This manual was (and still is) written during and after rebuilld and work on three Porsche 356 series cars. The 'lucky' ones bearing the chassi #'s 105905, 110020 & 201042. The first one being a late T-2 '58 1600N, the next an early T-5 '59 1600S, and some information come from restoration of a '61 T-5 1600S Karmann Hardtop.

'58 356A '59 356B '62 356B

Even though people restore 356's for amounts high enough to buy a decent home in my part of the world, Norway that is, I have taken quite another approach when it come to restoring 356's.

I have no magical formula on how to win the Manhattan trophy with a 10k car though, this is all about rebuillding and restoring correct, and for fun. It is not much more work to do it right!

Be prepared to learn, don't have any fixed time limits, and work when you feel like it.

Since I've been very concerned about cost effectivness contra quality, this manual could as well be called 'The poor mans 356 chassi repair manual'.

The Porsche 356 series of cars were really the first vehicles to carry the Porsche badge. The model was designed in the late 40's, much of the idea's inherited from the Volskwagon project. The first 50 or so cars were assembled in a shed in Gmud, Austria. These were buillt from aluminum, which was much easier to get hold of after the war. Steel was in short, even Jaguar's new XK 120 came with an aluminum body the first year of production. (1949) By late 1950 the production site was relocated to Stuttgart, bodies were built in steel now, and this together with the positive reception of the 356 made the production take off.

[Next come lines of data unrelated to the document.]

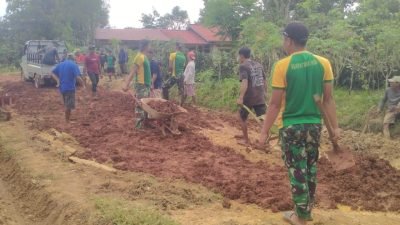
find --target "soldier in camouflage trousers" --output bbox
[134,83,150,129]
[280,124,322,221]
[258,22,339,225]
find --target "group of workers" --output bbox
[48,20,400,225]
[122,41,197,129]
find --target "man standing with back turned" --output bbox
[51,54,86,123]
[123,40,151,129]
[258,22,340,225]
[162,43,186,105]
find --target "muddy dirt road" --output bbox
[1,75,400,225]
[2,79,400,213]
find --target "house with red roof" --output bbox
[95,24,231,52]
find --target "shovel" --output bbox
[241,104,278,149]
[241,104,264,124]
[314,95,355,171]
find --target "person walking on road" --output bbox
[236,47,266,146]
[183,51,196,105]
[106,49,117,81]
[51,54,86,123]
[119,47,129,75]
[162,43,186,105]
[378,76,400,139]
[258,22,340,225]
[84,46,101,99]
[123,40,152,129]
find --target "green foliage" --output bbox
[334,88,382,130]
[195,71,385,131]
[0,0,109,65]
[239,16,282,75]
[201,0,400,90]
[202,0,259,40]
[95,198,180,225]
[141,6,190,30]
[196,70,240,111]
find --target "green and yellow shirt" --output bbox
[272,51,334,128]
[133,52,151,86]
[169,51,186,77]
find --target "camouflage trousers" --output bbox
[134,83,150,129]
[279,124,322,220]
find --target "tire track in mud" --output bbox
[3,81,400,213]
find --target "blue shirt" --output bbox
[150,60,162,89]
[52,60,81,93]
[118,49,128,64]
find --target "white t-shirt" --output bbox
[184,61,196,84]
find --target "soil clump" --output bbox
[147,100,181,114]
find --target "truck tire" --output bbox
[34,76,42,89]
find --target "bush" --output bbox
[196,70,239,111]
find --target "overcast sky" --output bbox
[0,0,204,28]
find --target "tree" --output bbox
[0,0,109,65]
[202,0,259,40]
[141,6,190,30]
[141,9,161,28]
[239,15,281,75]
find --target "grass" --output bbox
[0,66,19,74]
[334,88,382,130]
[192,70,389,131]
[94,198,180,225]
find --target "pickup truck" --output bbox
[20,40,83,88]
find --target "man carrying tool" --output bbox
[84,45,101,99]
[123,40,151,129]
[51,54,86,123]
[257,22,339,225]
[236,47,266,146]
[378,76,400,139]
[162,43,186,105]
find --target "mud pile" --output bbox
[147,100,181,114]
[319,156,400,211]
[4,81,400,213]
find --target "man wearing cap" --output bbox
[378,76,400,139]
[183,51,196,105]
[84,46,101,99]
[51,54,86,123]
[258,22,339,225]
[123,40,152,129]
[162,43,187,105]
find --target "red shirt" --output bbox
[75,54,86,64]
[85,53,100,74]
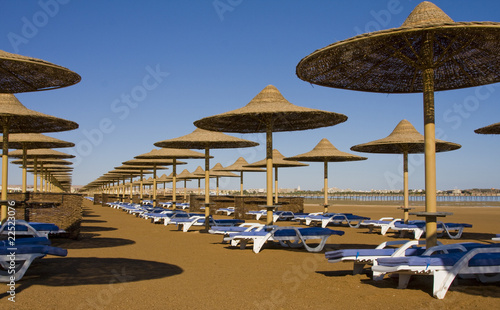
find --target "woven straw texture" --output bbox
[285,138,367,162]
[115,164,167,171]
[0,49,80,93]
[11,158,73,165]
[135,148,207,159]
[222,157,265,172]
[296,1,500,93]
[351,119,461,153]
[194,163,239,177]
[474,122,500,134]
[9,148,75,159]
[194,85,347,133]
[123,157,185,166]
[0,94,78,133]
[2,133,74,149]
[245,149,308,168]
[155,128,258,149]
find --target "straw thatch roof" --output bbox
[350,119,461,154]
[135,148,207,159]
[0,49,81,93]
[123,157,185,166]
[9,148,75,159]
[154,128,258,149]
[194,163,239,178]
[245,149,308,168]
[475,122,500,135]
[221,157,265,172]
[1,133,74,149]
[285,138,367,162]
[0,94,78,133]
[115,164,168,171]
[11,158,73,166]
[296,1,500,93]
[194,85,347,133]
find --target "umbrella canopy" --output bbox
[115,164,167,202]
[221,157,265,195]
[2,133,74,193]
[194,85,346,224]
[0,94,78,219]
[133,148,202,207]
[245,149,308,204]
[11,158,73,165]
[475,122,500,135]
[207,163,239,196]
[295,1,500,246]
[285,138,367,212]
[0,49,81,93]
[154,128,258,228]
[351,120,460,221]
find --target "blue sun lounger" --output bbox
[305,213,370,228]
[0,220,65,238]
[227,226,344,253]
[325,240,438,275]
[372,243,500,299]
[0,244,68,282]
[391,220,472,239]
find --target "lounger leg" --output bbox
[398,274,412,289]
[433,270,453,299]
[353,263,365,275]
[414,229,424,240]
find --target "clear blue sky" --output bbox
[1,0,499,192]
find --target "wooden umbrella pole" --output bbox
[240,171,244,196]
[403,150,409,222]
[423,32,438,247]
[33,157,38,193]
[140,170,144,202]
[22,145,27,193]
[266,120,274,225]
[324,160,329,213]
[172,159,177,210]
[129,174,133,203]
[153,164,157,207]
[274,166,278,204]
[1,118,9,221]
[204,147,210,230]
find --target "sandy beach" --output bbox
[2,199,500,309]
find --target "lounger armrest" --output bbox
[422,243,468,255]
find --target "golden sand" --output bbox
[3,200,500,309]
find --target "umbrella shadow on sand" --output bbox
[52,235,136,250]
[0,257,183,298]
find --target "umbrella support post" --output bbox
[323,204,329,214]
[1,120,9,221]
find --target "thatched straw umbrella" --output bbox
[0,95,78,218]
[221,157,265,195]
[204,163,239,196]
[115,164,167,202]
[194,85,346,225]
[245,149,308,205]
[191,166,206,195]
[296,1,500,246]
[154,128,258,229]
[9,148,75,193]
[475,122,500,135]
[132,149,200,207]
[285,138,367,213]
[122,158,177,202]
[351,119,460,222]
[176,169,198,202]
[0,49,80,93]
[3,133,74,194]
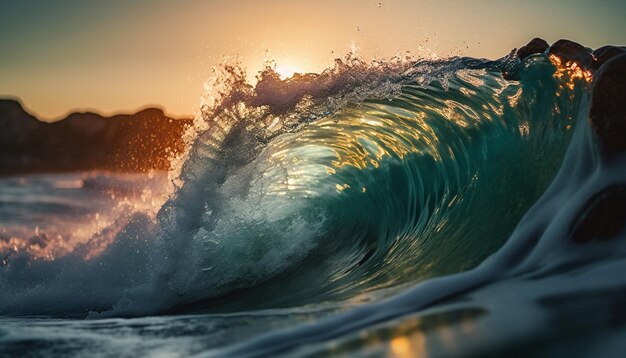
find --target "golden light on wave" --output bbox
[549,54,593,90]
[390,334,427,358]
[275,65,303,79]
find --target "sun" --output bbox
[275,65,303,80]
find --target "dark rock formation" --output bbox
[500,38,549,80]
[592,45,626,70]
[570,185,626,243]
[589,54,626,159]
[0,99,193,175]
[548,39,594,69]
[517,38,549,60]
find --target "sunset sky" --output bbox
[1,0,625,121]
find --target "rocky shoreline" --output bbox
[506,38,625,159]
[0,100,193,175]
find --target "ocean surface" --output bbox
[2,52,626,357]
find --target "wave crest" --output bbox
[0,52,592,316]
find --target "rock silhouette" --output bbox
[589,54,626,159]
[517,38,549,60]
[0,99,193,175]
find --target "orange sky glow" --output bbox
[1,0,625,121]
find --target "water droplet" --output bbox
[356,26,360,31]
[378,2,381,7]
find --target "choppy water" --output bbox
[1,52,625,357]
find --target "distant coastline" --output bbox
[0,98,193,175]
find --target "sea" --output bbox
[1,51,626,357]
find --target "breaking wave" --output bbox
[0,51,598,323]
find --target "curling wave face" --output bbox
[0,52,590,320]
[151,55,585,315]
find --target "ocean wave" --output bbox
[0,45,603,321]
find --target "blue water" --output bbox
[2,53,626,357]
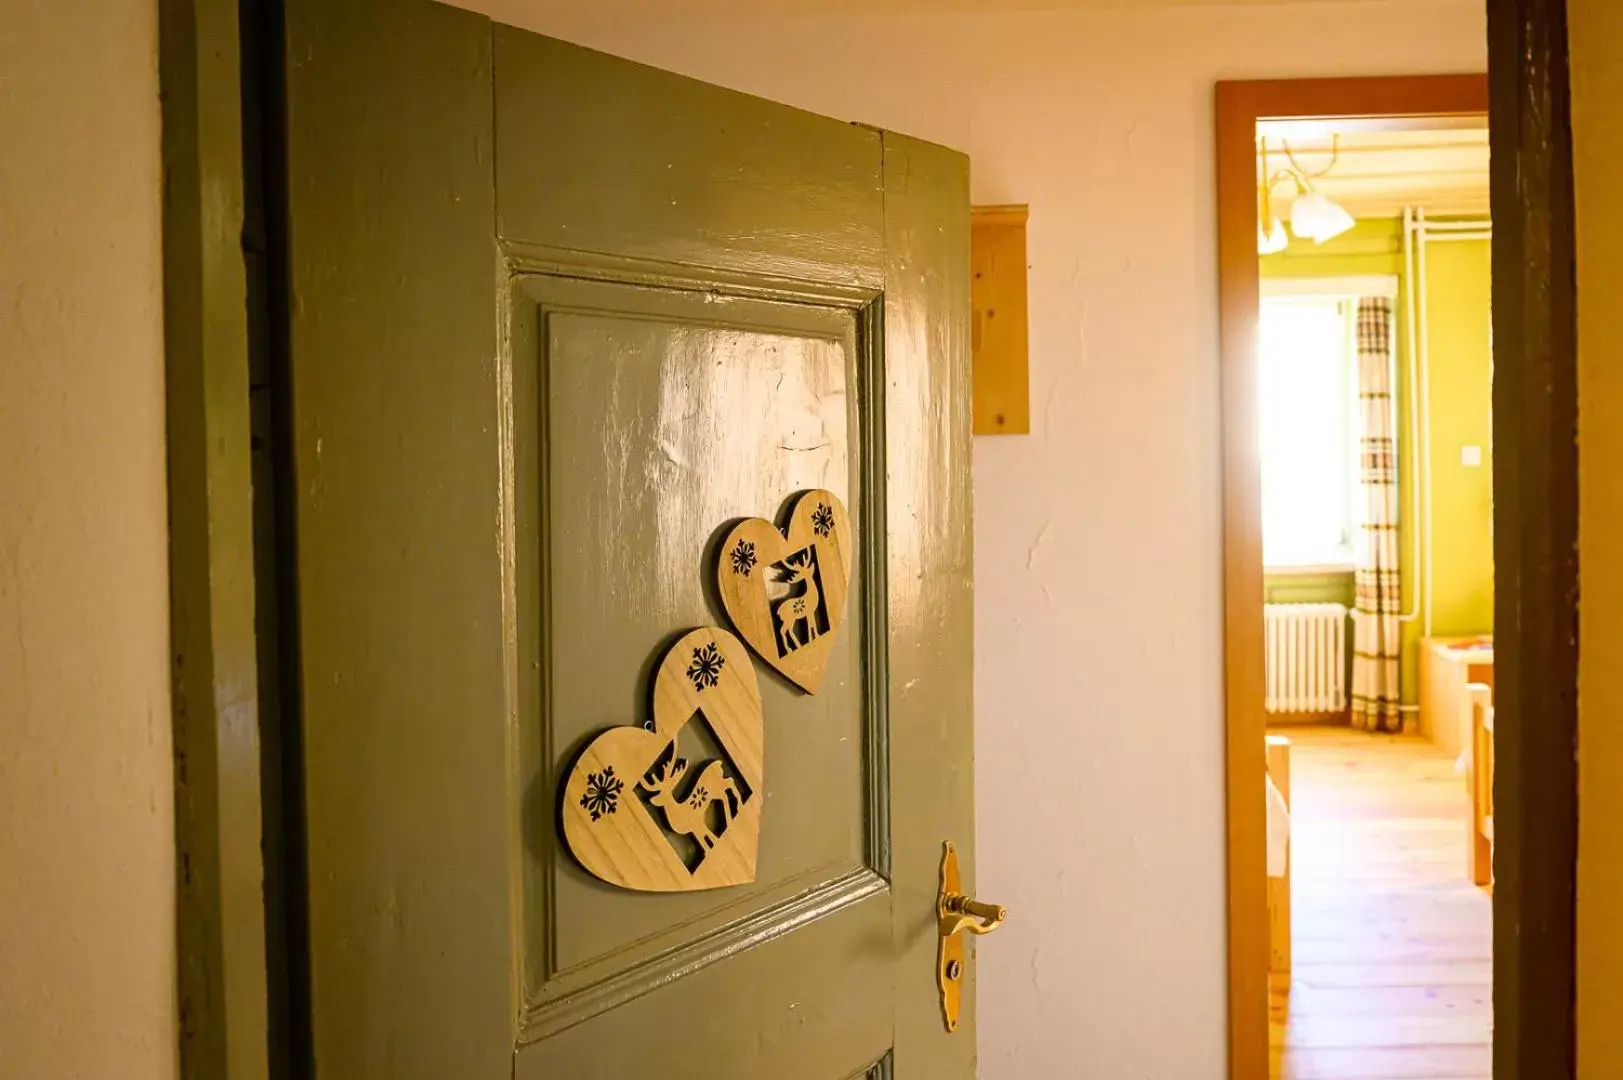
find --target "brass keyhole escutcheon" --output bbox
[936,841,1007,1032]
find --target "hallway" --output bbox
[1270,728,1493,1080]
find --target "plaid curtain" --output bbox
[1351,296,1403,732]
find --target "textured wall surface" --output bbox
[0,2,177,1076]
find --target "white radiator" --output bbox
[1265,603,1348,714]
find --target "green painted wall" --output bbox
[1260,218,1493,704]
[1263,572,1355,608]
[1421,237,1495,640]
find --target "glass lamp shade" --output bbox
[1258,215,1289,254]
[1290,191,1356,243]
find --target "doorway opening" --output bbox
[1256,115,1494,1078]
[1216,70,1577,1080]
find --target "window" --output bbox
[1259,295,1358,569]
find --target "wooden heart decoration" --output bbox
[717,489,852,694]
[562,627,764,892]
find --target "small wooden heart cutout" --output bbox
[717,489,852,694]
[562,628,764,892]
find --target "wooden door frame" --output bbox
[1215,59,1577,1080]
[1485,1,1579,1075]
[160,0,273,1077]
[162,0,311,1074]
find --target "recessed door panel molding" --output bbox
[513,889,896,1079]
[505,263,895,1028]
[521,866,886,1045]
[853,1050,896,1080]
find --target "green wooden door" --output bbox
[281,3,975,1077]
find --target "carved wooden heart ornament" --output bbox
[562,627,764,892]
[717,489,852,694]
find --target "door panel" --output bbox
[513,277,878,987]
[517,889,894,1079]
[493,28,886,290]
[283,2,973,1077]
[877,132,977,1062]
[282,3,510,1077]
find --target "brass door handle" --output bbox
[940,893,1007,937]
[936,841,1007,1032]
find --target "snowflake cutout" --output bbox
[811,502,836,539]
[729,538,758,577]
[579,766,624,822]
[686,641,726,691]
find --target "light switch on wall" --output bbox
[1461,445,1483,467]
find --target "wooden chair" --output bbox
[1467,683,1494,887]
[1266,735,1292,982]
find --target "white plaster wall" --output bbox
[462,5,1486,1073]
[0,2,177,1077]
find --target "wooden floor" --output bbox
[1269,727,1492,1080]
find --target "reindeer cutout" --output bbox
[772,549,823,656]
[640,748,743,858]
[716,489,852,693]
[561,628,762,891]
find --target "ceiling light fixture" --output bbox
[1257,135,1357,251]
[1283,137,1355,244]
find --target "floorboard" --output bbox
[1269,726,1492,1080]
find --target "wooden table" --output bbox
[1418,637,1494,759]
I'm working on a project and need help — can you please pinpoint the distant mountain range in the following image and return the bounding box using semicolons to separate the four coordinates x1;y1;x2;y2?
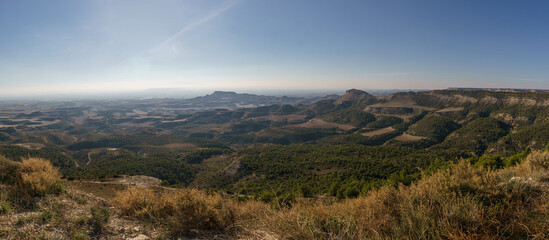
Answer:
187;91;339;109
447;87;549;92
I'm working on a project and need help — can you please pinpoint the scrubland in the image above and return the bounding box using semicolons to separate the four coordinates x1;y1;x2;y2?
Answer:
112;151;549;239
1;150;549;239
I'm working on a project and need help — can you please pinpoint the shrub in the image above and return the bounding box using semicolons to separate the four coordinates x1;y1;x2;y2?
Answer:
504;147;531;167
113;187;238;237
75;215;87;225
259;191;275;203
48;182;64;195
0;156;63;209
71;230;91;240
520;151;549;178
69;194;88;204
40;210;53;223
89;207;111;234
298;185;313;198
17;157;62;196
0;201;13;215
343;187;360;198
472;155;504;169
160;180;170;186
0;155;19;184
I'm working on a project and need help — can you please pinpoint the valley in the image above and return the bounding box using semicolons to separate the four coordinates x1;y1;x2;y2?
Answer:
2;88;549;239
1;89;549;197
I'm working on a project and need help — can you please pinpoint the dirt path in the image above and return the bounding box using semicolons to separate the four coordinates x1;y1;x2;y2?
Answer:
86;152;92;166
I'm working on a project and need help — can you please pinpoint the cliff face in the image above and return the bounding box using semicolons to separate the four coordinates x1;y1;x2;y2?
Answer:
374;90;549;110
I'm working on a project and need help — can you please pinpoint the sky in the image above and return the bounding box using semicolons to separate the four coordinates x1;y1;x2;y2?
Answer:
1;0;549;98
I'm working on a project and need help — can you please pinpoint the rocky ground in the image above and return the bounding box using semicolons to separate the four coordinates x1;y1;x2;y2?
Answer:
0;176;165;240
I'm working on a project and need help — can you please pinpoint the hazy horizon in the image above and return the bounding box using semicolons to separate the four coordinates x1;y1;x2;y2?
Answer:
0;87;429;101
2;0;548;98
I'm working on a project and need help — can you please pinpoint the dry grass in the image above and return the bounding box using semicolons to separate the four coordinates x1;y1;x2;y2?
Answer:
239;152;549;239
291;118;356;131
394;133;428;141
111;152;549;239
18;157;62;195
361;127;395;137
0;156;62;209
112;187;239;236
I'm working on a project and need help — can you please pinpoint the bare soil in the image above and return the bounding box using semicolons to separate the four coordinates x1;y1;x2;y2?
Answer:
395;133;427;141
370;112;413;120
252;114;307;122
435;107;465;113
13;143;45;150
361;127;395;137
290;118;356;131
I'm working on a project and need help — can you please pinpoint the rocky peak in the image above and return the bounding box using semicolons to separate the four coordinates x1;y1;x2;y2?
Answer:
334;89;375;105
210;91;239;98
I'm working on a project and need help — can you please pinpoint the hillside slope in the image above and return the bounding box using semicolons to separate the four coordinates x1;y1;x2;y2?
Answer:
5;150;548;239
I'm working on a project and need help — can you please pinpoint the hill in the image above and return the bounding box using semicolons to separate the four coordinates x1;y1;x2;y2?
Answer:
333;89;377;106
2;88;549;196
2;148;548;239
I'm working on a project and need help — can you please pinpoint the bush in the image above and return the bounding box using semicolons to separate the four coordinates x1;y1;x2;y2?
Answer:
504;147;531;167
89;207;111;233
298;185;313;198
0;202;13;215
40;210;53;223
259;191;274;203
71;230;91;240
0;156;63;209
17;157;62;196
344;187;360;198
522;151;549;174
160;180;170;186
0;155;19;184
113;187;238;237
472;155;504;169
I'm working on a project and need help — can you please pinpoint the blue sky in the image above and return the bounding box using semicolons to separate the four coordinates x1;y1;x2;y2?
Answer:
1;0;548;97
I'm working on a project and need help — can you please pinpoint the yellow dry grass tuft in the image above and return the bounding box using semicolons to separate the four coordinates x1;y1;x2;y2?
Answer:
18;157;62;195
0;156;63;209
113;187;239;236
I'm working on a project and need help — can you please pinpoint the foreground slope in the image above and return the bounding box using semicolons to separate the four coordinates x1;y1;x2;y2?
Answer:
2;148;549;239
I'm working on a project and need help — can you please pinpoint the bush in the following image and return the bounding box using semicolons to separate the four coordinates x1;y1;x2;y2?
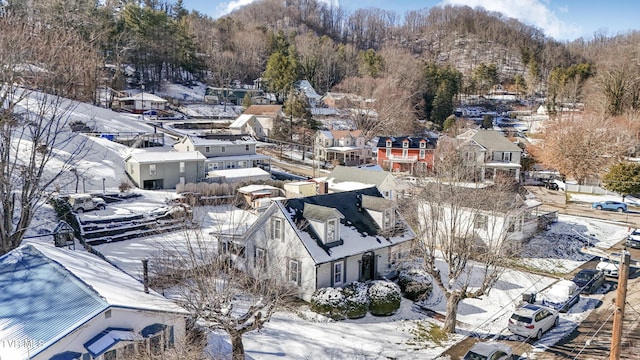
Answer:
368;281;401;316
118;178;132;192
310;287;346;320
398;268;433;301
342;282;369;319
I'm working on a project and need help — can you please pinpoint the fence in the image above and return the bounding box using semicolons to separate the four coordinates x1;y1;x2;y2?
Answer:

Working with aluminum is quite different from working with steel, since aluminum 356's are scarce, and the fact that I never worked with aluminum body panels give that this manual only applies to the steel cars. However a lot of the descriptions, and methods can be applied, it is basically the the welding technique that gets different when working with aluminum.

Production figures, model changes.

During the 356's 15+ years of production, it was almost constantly developed. But the basics were intact, and on the chassi side there really was no big changes. Well, at least almost that is. A total of just over 75000 cars were made, and reasonable estimates indicate that about 20-30 percent of these is either on the road today or under restoration.

The 356's strong monocoque.

The basic structure of the 356 is a very strong monocoque, with the outer body panels welded to it. This makes for a very stiff car, but has clear disadvantages when it come to chassis repair. No real easy way to change your front fender here.